You are viewing a plain text version of this content. The canonical link for it is here.
Posted to common-user@hadoop.apache.org by Jeremy Davis <jd...@upstreamsoftware.com> on 2012/05/12 01:57:15 UTC

Resource underutilization / final reduce tasks only uses half of cluster ( tasktracker map/reduce slots )

I see mapred.tasktracker.reduce.tasks.maximum and mapred.tasktracker.map.tasks.maximum, but I'm wondering if there isn't another tuning parameter I need to look at.

I can tune the task tracker so that when I have many jobs running, with many simultaneous maps and reduces I utilize 95% of cpu and memory. 

Inevitably though I end up with a huge final reduce task that only uses half of of my cluster because I have reserved the other half for Mapping. 

Is there a way around this problem?  

Seems like there should also be a maximum number of reducers conditional on no Map tasks running. 

-JD

Re: Resource underutilization / final reduce tasks only uses half of cluster ( tasktracker map/reduce slots )

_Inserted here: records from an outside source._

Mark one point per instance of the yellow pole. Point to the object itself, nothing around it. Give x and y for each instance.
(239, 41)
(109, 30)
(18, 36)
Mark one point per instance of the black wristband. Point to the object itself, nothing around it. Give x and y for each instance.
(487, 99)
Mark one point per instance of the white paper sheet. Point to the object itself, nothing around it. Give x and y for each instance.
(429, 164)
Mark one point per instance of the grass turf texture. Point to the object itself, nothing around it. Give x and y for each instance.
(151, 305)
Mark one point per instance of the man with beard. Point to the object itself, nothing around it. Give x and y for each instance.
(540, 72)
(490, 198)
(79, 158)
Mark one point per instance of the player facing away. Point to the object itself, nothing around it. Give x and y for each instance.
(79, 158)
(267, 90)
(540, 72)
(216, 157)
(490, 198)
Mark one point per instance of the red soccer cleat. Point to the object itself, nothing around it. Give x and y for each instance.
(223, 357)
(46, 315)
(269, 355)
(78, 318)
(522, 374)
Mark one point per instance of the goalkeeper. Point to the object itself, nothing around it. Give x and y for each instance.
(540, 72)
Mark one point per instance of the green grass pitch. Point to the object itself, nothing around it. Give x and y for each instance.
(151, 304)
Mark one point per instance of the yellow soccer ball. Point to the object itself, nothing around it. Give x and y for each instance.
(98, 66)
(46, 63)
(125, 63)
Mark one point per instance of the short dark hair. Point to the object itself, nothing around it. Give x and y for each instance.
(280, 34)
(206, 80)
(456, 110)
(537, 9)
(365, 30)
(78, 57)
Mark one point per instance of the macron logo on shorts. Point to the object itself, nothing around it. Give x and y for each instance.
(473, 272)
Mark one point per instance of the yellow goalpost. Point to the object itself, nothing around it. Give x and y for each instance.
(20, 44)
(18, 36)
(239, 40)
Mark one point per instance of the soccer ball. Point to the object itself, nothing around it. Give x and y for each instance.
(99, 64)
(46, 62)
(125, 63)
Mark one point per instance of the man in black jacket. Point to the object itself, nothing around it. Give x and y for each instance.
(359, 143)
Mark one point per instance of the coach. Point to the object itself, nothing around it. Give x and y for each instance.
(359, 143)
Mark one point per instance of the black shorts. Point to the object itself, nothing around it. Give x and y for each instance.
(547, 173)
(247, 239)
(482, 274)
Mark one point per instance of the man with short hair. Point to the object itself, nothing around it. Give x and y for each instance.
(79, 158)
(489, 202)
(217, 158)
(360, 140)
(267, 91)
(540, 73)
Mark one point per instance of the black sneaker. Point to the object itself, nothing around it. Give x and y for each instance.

Posted by Abhishek Pratap Singh <ma...@gmail.com>.
Hi JD,

Number of reduce task will depend upon the key after all the mapper is
done. if the key is same than all the data will go to one node, similarly
utilization of all nodes of cluster will depend upon the number of
different keys for reduce task.


Regards,
Abhishek

On Fri, May 11, 2012 at 4:57 PM, Jeremy Davis
<jd...@upstreamsoftware.com>wrote:

>
> I see mapred.tasktracker.reduce.tasks.maximum and
> mapred.tasktracker.map.tasks.maximum, but I'm wondering if there isn't
> another tuning parameter I need to look at.
>
> I can tune the task tracker so that when I have many jobs running, with
> many simultaneous maps and reduces I utilize 95% of cpu and memory.
>
> Inevitably though I end up with a huge final reduce task that only uses
> half of of my cluster because I have reserved the other half for Mapping.
>
> Is there a way around this problem?
>
> Seems like there should also be a maximum number of reducers conditional
> on no Map tasks running.
>
> -JD